Updated on Aug. 2, at 2:32 a.m.
SEOUL — Japan has removed South Korea from a list of its preferred trading partners, a major escalation in a trade dispute rooted in historical tensions.
The Cabinet of Shinzo Abe, Japan’s conservative prime minister, Friday approved plans to remove South Korea from the list of so-called “white countries” with preferred trade status.
Beginning Aug. 28, Japanese companies must now seek case-by-case approval from Japan’s trade ministry before shipping certain products, which could be diverted for military use, to South Korea.
South Korean President Moon Jae-in called the move “selfish” and a “grave challenge” to Korean-Japan relations, warning it could damage the global economy.
Earlier, a South Korean presidential Blue House spokesperson vowed a “resolute” response.
Japan last month restricted exports of high-tech materials to South Korea. The materials are used to produce semiconductors and displays in smartphones and other electronics that serve as the backbone of South Korea’s export-driven economy.
Retaliation for court rulings
Japan’s moves are widely seen as retaliation for recent South Korean court rulings ordering Japanese companies to compensate Koreans who were forced to work during Japan’s colonial occupation of Korea.
Tokyo insists its trade decisions were motivated by national security concerns. It has cited “improper incidents” involving exports to South Korea, but hasn’t provided many details. Some Japanese officials have also appeared to link the decisions to historical disputes.
A trade war between Japan and South Korea, the world’s third and 11th largest economies respectively, would have wide-ranging ramifications.
It could threaten global technology supply chains, since South Korea produces 70 percent of the world’s memory chips.
Impact depends on Japan
The economic impact depends on how exactly Japan decides to enforce its restrictions, says Tobias Harris, a Japan analyst at the Teneo consultancy group.
When Japan imposed the first restrictions on trade with South Korea last month, officials in Tokyo strongly implied it would be very difficult for Japanese companies to export the affected products to South Korea, Harris notes.

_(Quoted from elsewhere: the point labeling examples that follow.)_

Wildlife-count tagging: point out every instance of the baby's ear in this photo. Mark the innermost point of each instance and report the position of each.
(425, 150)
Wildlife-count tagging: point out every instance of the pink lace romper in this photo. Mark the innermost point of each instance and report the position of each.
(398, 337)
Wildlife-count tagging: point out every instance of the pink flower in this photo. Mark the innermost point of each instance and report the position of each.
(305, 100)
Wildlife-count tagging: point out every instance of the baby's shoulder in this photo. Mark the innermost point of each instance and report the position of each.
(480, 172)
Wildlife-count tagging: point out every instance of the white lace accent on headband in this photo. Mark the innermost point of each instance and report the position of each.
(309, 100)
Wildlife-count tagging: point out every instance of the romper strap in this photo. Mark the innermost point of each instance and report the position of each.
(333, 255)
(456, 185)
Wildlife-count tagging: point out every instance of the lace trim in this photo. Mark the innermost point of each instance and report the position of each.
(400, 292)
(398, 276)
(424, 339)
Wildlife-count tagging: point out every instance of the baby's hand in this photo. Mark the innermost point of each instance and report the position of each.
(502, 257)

“This time around, the messaging from Tokyo has been marginally less strident, noting, for example, that this simply puts Korea at the same level as Japan’s other trading partners in Asia,” he adds. “Presumably it won’t be a total embargo so as to limit the direct impact on Japanese firms.”
The move could also hamper U.S. efforts to present a unified front to challenges like North Korea and China.
U.S. officials have encouraged both sides to resolve their differences, but Washington is reluctant to get too involved in issues related to Japan and Korea’s historical disputes.
“Japan and South Korea are both incredibly important relationships,” said U.S. Secretary of State Mike Pompeo, who is in Thailand for a meeting of the Association of Southeast Asian Nations.
“We’re very hopeful that those two countries will together themselves find a path forward, a way to ease the tension that has risen between them over the past handful of weeks,” said Pompeo, who said he plans to meet with leaders of the two countries Friday.
The trade dispute is the latest flare-up in tensions rooted in Japan’s brutal 1910-1945 occupation of the Korean Peninsula. A major source of friction is how to compensate those forced into labor and sexual slavery in the colonial era.
Japan says the reparations issue was resolved with a 1965 treaty that normalized Japan-South Korea relations. Japan has complained that subsequent South Korean governments have not accepted further Japanese apologies and attempts to make amends.
The issue re-emerged last year after South Korea’s Supreme Court ordered Japanese companies, including Mitsubishi Heavy, to compensate Korean forced labor victims. The companies have not complied with the rulings, leading some victims to begin the legal process to seize or liquidate the companies’ assets in Korea.
Japan says the rulings are unacceptable. But South Korea says it cannot overturn them, saying that doing so would amount to interference in South Korea’s independent court system.
“Tokyo’s frustration with the forced-labor issue and concerns about technology leakage are understandable, but this move is likely to set back the progress Japanese Prime Minister Abe has made over the past few years as an economic leader in the region and the world,” said Matthew P. Goodman, senior vice president and senior adviser for Asian economics at the Center for Strategic and International Studies.
The trade dispute could also hurt U.S. interests in Asia. If the dispute worsens, South Korea has said it may pull out of an intelligence sharing agreement with Japan. The accord, known as GSOMIA, was negotiated with the help of the United States. It is aimed in part at countering North Korea.
“As Japan cited security reasons for its trade restrictions, I said we will have no option but to review the various elements that form the framework of security cooperation with Japan,” South Korea’s foreign minister Kang Kyung-wha said this week.
The trade dispute has prompted a backlash among South Korea’s citizens, with customers boycotting a wide range of Japanese products.